If the custodial parent is terminally ill and there is time to discuss the future of the child, then a peaceful agreement can be made. However, if the custodial parent passes away suddenly and unexpectedly, then the chain of custody becomes a factor.
Who gets the child?
The court system uses many factors to decide who gets custody of the child. Here is the hierarchy that is usually used when deciding the future of the child:
- Non-custodial parent: When the custodial parent passes away, the non-custodial parent is usually the preferred choice of the courts.

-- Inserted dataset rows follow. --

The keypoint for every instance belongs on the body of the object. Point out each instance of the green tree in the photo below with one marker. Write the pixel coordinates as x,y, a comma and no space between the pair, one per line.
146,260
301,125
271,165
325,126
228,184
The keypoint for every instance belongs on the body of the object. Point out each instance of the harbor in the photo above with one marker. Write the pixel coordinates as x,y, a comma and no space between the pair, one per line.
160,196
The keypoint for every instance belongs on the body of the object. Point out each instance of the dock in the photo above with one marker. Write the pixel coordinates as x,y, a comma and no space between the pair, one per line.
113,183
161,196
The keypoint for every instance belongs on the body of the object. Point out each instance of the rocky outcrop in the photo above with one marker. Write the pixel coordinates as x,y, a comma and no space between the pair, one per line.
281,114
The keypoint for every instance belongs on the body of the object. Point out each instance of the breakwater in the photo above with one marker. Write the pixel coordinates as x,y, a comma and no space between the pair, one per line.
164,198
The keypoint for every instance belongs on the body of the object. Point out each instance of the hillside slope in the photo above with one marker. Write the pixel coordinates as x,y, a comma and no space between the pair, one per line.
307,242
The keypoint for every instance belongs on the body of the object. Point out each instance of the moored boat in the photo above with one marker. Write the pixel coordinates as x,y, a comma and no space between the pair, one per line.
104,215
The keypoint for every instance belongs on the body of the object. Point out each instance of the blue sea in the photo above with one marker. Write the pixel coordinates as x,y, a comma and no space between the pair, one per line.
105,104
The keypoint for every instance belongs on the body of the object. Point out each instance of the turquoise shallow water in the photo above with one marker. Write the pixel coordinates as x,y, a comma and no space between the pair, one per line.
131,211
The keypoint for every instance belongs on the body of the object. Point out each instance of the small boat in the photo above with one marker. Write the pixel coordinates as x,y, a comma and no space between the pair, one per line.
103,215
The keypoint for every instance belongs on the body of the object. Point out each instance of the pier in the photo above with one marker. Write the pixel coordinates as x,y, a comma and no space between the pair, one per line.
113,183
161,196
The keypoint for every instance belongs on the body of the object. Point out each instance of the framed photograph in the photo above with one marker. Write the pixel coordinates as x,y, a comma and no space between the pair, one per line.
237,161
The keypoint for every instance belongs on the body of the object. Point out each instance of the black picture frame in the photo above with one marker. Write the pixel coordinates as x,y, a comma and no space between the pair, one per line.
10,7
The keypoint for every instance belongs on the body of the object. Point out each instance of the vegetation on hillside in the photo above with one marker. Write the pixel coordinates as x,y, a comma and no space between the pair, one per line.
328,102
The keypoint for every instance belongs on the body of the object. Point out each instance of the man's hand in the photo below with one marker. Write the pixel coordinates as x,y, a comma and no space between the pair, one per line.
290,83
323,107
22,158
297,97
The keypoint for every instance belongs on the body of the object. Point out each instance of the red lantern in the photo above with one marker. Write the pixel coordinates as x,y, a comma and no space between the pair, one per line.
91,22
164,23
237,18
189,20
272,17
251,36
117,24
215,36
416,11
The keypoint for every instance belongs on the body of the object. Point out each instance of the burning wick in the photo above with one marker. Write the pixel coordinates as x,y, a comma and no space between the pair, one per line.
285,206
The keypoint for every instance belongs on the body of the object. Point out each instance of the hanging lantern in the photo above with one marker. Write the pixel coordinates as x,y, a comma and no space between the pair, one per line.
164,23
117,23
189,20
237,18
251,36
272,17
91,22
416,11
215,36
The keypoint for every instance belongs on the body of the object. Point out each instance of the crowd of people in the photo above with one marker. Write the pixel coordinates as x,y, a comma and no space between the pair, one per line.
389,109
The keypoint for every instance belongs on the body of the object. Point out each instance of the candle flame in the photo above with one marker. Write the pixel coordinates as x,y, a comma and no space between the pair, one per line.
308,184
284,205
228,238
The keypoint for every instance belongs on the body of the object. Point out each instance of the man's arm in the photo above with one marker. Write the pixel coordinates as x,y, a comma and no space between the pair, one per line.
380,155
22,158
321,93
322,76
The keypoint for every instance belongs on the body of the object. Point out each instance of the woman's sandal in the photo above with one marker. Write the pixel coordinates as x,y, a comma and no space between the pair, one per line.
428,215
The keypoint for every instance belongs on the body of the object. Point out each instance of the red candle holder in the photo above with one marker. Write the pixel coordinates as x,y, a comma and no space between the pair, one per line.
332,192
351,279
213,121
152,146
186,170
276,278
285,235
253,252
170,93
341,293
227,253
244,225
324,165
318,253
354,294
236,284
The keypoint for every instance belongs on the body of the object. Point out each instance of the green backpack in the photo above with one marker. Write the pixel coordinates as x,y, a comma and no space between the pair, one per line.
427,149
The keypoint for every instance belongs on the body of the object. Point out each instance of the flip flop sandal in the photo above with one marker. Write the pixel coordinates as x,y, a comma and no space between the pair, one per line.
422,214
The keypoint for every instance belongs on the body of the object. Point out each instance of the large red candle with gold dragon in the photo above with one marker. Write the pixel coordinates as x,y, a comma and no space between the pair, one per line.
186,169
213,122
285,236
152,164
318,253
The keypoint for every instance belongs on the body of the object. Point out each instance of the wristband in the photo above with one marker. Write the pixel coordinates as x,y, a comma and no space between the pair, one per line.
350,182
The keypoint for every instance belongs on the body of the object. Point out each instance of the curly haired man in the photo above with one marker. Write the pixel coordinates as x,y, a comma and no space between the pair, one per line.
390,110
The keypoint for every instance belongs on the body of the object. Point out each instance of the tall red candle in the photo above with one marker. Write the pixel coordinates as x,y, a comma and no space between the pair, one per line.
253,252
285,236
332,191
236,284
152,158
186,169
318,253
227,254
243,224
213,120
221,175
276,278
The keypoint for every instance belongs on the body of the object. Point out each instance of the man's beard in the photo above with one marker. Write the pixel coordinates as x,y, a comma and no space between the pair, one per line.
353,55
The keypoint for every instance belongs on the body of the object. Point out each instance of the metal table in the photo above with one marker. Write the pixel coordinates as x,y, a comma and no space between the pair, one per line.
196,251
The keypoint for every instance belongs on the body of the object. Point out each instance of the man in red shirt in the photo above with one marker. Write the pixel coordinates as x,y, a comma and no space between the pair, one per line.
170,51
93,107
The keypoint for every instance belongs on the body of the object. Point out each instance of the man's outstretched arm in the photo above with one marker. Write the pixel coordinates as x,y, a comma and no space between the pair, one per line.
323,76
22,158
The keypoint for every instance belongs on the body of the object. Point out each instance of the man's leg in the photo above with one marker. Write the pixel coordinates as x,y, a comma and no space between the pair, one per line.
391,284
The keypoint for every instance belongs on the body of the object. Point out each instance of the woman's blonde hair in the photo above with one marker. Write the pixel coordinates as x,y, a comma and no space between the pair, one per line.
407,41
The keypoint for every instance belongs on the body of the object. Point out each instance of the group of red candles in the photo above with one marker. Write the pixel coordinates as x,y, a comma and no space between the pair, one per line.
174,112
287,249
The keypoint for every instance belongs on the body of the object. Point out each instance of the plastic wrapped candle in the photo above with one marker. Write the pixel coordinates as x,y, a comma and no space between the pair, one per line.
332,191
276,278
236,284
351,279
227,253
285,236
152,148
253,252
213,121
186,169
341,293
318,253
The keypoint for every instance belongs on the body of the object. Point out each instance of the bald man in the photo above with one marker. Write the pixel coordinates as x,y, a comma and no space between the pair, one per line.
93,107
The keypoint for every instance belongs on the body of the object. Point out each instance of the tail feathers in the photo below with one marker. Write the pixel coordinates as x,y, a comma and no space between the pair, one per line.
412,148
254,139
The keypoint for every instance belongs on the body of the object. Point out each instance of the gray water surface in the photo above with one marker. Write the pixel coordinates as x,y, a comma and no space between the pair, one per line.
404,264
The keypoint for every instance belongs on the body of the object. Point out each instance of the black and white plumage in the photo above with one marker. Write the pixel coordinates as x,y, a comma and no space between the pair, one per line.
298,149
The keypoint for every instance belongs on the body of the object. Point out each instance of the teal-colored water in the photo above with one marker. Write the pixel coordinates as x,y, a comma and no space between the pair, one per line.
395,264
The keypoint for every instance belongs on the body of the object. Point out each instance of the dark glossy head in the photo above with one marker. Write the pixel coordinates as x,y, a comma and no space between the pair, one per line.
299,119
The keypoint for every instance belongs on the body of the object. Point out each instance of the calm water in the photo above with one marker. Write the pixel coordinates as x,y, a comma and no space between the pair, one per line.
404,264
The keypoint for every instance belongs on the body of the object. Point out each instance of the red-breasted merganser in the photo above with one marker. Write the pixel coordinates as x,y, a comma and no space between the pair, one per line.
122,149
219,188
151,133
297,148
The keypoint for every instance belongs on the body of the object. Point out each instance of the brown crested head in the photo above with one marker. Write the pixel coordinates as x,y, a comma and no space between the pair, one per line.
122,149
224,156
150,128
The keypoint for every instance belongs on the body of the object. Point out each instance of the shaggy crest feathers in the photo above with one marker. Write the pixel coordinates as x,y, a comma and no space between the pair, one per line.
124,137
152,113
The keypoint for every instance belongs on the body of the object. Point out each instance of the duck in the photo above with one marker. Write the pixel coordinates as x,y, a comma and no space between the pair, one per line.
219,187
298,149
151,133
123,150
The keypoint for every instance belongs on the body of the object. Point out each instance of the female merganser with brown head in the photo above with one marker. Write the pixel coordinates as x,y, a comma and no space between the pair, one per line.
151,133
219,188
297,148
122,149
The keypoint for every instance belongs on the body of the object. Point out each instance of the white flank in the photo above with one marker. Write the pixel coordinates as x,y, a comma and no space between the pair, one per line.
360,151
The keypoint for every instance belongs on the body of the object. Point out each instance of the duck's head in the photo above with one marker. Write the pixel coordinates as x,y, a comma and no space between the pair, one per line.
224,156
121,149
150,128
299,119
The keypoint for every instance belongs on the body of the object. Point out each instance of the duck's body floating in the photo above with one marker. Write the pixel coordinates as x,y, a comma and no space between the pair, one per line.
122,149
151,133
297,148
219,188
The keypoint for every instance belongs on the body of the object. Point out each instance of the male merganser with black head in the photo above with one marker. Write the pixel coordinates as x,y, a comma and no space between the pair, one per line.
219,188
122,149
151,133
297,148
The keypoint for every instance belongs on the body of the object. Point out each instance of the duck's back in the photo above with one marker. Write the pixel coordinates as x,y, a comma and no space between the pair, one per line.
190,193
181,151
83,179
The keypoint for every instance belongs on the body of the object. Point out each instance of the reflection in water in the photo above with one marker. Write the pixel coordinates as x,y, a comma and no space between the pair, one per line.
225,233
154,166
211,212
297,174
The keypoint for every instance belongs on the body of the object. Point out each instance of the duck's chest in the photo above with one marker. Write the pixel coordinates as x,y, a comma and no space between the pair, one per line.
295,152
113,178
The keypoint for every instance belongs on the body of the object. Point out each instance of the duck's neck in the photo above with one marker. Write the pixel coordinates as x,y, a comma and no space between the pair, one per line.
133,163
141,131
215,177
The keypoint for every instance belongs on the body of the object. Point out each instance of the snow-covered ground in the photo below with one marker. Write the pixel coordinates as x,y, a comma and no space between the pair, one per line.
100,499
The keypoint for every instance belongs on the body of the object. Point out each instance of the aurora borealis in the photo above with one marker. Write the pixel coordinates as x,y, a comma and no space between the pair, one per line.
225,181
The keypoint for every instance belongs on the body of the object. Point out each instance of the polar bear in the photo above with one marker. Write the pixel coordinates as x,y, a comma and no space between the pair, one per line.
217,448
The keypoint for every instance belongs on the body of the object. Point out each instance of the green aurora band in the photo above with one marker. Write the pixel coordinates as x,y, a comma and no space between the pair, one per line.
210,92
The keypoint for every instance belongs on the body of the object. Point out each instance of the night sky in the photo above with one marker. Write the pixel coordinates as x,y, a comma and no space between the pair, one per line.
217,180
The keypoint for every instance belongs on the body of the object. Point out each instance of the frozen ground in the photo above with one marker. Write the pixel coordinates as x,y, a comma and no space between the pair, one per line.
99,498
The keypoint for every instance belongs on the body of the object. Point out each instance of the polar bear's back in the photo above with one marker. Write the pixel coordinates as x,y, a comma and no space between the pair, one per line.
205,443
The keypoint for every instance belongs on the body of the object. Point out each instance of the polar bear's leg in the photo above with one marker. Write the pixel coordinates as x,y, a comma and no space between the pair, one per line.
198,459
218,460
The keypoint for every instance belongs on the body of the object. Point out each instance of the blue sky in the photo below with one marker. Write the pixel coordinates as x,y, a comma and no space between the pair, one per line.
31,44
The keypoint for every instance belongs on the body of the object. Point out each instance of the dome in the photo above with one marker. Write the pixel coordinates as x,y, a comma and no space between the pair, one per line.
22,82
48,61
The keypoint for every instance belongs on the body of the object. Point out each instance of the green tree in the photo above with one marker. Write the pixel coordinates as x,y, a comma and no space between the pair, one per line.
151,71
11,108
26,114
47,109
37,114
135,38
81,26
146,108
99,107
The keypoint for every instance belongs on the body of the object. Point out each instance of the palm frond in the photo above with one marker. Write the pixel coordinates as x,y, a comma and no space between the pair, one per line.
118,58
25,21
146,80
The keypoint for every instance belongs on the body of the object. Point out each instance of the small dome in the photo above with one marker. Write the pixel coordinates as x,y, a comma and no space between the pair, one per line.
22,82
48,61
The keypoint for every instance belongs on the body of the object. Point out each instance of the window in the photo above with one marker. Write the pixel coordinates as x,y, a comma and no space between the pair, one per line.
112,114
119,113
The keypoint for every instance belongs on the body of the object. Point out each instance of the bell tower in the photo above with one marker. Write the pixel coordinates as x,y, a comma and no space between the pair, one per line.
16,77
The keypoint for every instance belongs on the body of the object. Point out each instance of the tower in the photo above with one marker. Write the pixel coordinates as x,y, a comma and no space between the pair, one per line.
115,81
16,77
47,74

However, there may be reasons that disqualify the non-custodial parent, such as a history of abuse or drug addiction.
- Grandparents: If the non-custodial parent is not able or willing to accept custody of the child, the courts normally look to the grandparents as an option.
- Other relatives: The next option is any blood relatives such as uncles, aunts, cousins or even an older sibling.
- Friends of the family: If no other options are available, a friend of the family such as a godparent or neighbor who has an existing and healthy relationship with the child may come forward.
- The state: The last resort in the chain of custody is the child becomes a ward of the state by being placed in an orphanage or a foster home.
There is a clear process that the courts use to determine who gets the child in the event of the custodial parent’s untimely death. Each case is unique and the court takes into consideration all the specific factors.
If one finds themselves in this unfortunate situation, it is often beneficial to have professional guidance that is experienced in family law matters.